Dedicated emails are usually bought on a cost-per-thousand basis, or CPM, meaning that publishers receive a flat fee for every thousand emails sent, plus additional fees for any targeting requested by the advertiser. Payment is not tied to performance, however poor performing lists will quickly be dropped by any list rental company that is worth their salt.
Dedicated emails are averaging $80-$250 CPM, according to Worldata’s List Price Index, with certain business-to-business and international email lists raking in as much as $400 CPM.
Based on current numbers the payout for dedicated or sponsored email is greater than email display ads, but thoughtful publishers will be selective with how frequently they send these dedicated emails; therefore there are fewer opportunities to profit from email list rental.
Both email display ad networks and email list rental companies work on a performance basis; meaning that there is no fee to the publisher, instead they simply share in the revenue generated from the advertiser.
For example, with email list rental, the publisher will keep 50%-80% of every list rental order. The revenue split for email display ads, however, is a bit harder to pin down.
My Two Cents
If your audience is in high demand, you can and should get paid for access to it. You can always sell your email inventory yourself, but experience has shown me that you’ll probably receive less revenue while working harder for it. Especially in the email list rental realm.

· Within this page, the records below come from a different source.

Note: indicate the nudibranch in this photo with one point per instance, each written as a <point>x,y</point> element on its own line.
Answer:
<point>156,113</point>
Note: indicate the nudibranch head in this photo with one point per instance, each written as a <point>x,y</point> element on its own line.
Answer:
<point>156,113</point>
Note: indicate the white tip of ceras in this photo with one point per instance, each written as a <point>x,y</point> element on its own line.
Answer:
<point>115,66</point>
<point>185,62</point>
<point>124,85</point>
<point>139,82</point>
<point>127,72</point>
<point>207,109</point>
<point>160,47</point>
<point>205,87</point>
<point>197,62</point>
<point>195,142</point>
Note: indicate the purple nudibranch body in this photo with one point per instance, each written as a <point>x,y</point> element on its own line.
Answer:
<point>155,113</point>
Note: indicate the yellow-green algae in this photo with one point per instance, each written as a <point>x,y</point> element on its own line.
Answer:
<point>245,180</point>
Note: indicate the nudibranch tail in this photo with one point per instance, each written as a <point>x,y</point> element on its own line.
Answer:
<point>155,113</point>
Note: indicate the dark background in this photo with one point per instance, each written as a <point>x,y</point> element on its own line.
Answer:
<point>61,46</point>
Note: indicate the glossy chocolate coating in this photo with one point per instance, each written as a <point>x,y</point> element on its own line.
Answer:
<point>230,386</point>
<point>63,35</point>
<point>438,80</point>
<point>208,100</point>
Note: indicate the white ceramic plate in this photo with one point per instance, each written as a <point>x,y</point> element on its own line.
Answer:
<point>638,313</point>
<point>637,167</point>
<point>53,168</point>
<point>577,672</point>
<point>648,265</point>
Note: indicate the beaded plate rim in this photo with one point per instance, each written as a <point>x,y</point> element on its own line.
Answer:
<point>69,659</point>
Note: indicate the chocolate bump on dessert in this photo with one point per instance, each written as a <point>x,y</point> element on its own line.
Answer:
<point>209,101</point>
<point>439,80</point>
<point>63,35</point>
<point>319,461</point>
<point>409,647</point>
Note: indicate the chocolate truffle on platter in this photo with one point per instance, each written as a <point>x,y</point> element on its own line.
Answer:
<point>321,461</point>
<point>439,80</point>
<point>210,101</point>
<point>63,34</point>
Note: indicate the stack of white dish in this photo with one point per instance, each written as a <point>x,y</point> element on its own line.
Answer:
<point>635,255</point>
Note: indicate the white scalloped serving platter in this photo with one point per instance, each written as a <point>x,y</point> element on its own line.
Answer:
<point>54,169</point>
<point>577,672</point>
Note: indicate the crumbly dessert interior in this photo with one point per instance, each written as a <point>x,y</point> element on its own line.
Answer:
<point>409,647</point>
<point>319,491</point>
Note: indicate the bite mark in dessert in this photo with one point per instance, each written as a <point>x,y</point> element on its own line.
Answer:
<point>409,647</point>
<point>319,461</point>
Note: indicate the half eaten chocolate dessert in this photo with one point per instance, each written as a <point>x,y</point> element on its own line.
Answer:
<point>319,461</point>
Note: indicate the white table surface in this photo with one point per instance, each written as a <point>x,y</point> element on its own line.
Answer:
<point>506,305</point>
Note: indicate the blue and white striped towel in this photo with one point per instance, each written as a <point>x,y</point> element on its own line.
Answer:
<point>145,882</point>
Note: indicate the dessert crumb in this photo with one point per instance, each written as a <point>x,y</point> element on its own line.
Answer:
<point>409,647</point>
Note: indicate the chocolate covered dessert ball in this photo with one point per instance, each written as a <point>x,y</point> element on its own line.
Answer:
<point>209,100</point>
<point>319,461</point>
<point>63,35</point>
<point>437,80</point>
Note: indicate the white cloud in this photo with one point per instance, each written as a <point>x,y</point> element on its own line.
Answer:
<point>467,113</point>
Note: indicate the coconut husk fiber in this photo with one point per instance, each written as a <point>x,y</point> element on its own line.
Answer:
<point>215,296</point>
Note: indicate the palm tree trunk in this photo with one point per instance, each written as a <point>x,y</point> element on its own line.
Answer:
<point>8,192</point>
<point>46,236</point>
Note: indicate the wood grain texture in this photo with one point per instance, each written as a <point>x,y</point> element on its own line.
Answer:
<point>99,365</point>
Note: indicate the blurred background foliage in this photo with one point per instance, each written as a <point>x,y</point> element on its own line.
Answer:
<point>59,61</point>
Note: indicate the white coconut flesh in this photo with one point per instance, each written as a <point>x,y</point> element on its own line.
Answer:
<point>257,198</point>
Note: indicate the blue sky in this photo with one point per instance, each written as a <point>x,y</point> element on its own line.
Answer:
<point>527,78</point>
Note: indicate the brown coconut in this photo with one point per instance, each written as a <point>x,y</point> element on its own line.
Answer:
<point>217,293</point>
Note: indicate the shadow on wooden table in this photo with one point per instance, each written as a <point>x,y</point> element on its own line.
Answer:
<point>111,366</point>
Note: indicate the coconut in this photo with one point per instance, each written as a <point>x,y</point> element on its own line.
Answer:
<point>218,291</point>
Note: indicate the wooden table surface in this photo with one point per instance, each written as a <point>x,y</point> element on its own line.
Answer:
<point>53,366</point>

The more publisher’s effectively market themselves, the more demand there will be for their content. That in turn will drive list growth, which they can monetize directly and indirectly, no matter if they choose to use display ads, email list rental, or any other method.
I say that busy publishers might be better off leaving indirect monetization to the professionals and test all audience-appropriate tactics. What say you?